A controller should respond to a consumer’s request within 45 days of receipt of the request unless an extension is granted. The controller must inform the consumer if an extension will be requested and for what reason it is being requested, as well as instructions on how to file an appeal if the request is declined.
If a consumer requests information, it should be provided free of charge up to twice a year. If the request is unreasonable or repetitive, then the controller can charge administrative costs. The controller has the burden of demonstrating that the request is unreasonable or repetitive.
Controllers shall establish one or more secure and reliable means for consumers to submit requests to exercise their consumer rights. This means must take into account how consumers normally interact with the controller while providing a secure way to communicate such requests.
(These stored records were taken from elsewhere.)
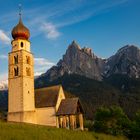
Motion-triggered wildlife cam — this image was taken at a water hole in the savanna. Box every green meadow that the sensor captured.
[0,122,127,140]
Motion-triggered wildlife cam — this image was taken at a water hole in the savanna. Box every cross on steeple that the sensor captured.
[18,4,22,19]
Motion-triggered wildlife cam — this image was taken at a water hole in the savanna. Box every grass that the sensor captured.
[0,122,127,140]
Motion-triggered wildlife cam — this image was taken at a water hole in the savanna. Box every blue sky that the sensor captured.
[0,0,140,81]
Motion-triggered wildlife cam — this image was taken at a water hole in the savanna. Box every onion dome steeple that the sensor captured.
[11,4,30,40]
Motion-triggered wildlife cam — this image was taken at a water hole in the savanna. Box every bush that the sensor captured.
[94,106,130,135]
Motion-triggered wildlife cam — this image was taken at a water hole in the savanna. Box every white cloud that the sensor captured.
[40,22,60,39]
[34,58,55,76]
[0,29,10,45]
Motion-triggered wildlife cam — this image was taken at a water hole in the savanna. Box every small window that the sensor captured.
[14,55,18,64]
[26,68,31,76]
[26,56,30,64]
[20,42,23,48]
[14,67,19,76]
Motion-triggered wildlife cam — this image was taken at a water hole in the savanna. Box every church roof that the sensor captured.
[12,17,30,40]
[35,85,61,108]
[56,98,83,116]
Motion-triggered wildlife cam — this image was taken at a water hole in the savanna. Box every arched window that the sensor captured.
[26,68,31,76]
[14,67,19,76]
[14,55,18,64]
[26,56,30,64]
[20,42,23,48]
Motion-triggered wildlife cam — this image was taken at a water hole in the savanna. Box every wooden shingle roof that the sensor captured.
[56,98,83,116]
[35,85,61,108]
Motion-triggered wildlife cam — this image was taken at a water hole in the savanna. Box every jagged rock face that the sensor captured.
[42,41,105,81]
[104,45,140,78]
[42,41,140,81]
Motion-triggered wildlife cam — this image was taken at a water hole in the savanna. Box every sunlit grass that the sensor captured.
[0,122,127,140]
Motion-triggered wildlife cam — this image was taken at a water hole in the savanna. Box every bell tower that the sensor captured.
[8,8,35,123]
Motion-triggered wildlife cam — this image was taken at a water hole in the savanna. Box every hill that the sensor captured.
[35,74,140,119]
[0,122,127,140]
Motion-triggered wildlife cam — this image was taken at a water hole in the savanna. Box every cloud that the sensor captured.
[0,29,10,45]
[34,58,55,76]
[0,0,129,40]
[40,23,60,39]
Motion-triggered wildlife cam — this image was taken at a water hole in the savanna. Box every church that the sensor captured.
[7,14,84,130]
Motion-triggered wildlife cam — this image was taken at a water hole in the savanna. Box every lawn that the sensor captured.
[0,122,127,140]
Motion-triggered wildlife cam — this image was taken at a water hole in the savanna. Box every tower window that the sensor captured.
[14,67,19,76]
[26,68,31,76]
[14,55,18,64]
[26,56,30,64]
[20,42,23,48]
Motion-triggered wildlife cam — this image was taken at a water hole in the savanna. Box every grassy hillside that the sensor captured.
[0,122,127,140]
[35,74,140,119]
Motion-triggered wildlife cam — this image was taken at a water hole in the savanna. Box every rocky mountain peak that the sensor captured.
[42,41,104,80]
[68,40,81,50]
[37,41,140,81]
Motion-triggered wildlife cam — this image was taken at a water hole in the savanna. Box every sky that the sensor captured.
[0,0,140,81]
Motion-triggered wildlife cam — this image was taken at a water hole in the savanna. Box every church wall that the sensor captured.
[56,86,65,112]
[36,107,56,126]
[8,78,23,112]
[8,111,36,124]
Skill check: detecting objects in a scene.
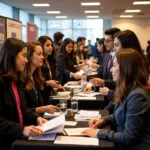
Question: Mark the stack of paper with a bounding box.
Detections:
[54,136,99,145]
[43,112,60,118]
[74,110,101,121]
[29,114,65,140]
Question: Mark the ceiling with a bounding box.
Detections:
[1,0,150,19]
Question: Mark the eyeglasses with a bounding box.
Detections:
[104,39,114,43]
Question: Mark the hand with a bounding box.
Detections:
[91,78,104,86]
[72,73,81,80]
[84,86,92,93]
[91,63,99,68]
[37,117,47,126]
[89,118,104,128]
[44,105,60,113]
[99,87,109,95]
[22,126,43,137]
[81,129,99,137]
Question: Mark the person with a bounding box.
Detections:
[38,36,64,104]
[100,30,148,112]
[0,38,46,150]
[24,42,59,114]
[57,38,80,85]
[82,49,150,150]
[86,40,93,58]
[53,32,64,56]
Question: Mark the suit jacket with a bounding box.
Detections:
[57,53,76,85]
[97,87,150,150]
[0,76,38,150]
Controllers are not allowed to require a consumer to create a new account for submitting the requests.
7 Steps to VCDPA compliance
- Define your purpose for data collection and processing.
- Obtain consent from consumers to collect their sensitive personal data.
- Allow users to opt out of data collection at any time.
- Allow users to exercise their rights to access, correct or delete their data, as well as to transfer their data. Implement a clear and simple process for doing so.
- Add or update privacy notices to disclose your data collection and processing practices.
- Implement best security practices to protect personal data.
- Conduct data protection impact assessment for high-risk data processing activities
What are the penalties and fines under VCDPA?
The Attorney General must give controllers 30 days’ notice of any violations they believe are occurring. If the controller fixes those problems within that time, then it won’t be sued for statutory damages. If they continue to violate the law, the Attorney General can sue for up to $7,500 per violation.
CCPA vs CPRA vs VCDPA [Infographic]
Frequently asked questions
Who is subject to the VCDPA?
Entities that conduct business in Virginia or provide products or services to Virginia residents by collecting their personal data are subject to VCDPA. They should meet the following thresholds:
- collect and process personal data of at least 100,000 consumers or
- collect and process personal data of at least 25,000 consumers and earns over 50% of gross revenue from the sale of personal data.
When was VCDPA passed?
The VCDPA was signed into law by Gov. Ralph Northam on March 2, 2021. This makes Virginia the second US state to pass a comprehensive data protection law after California’s CCPA.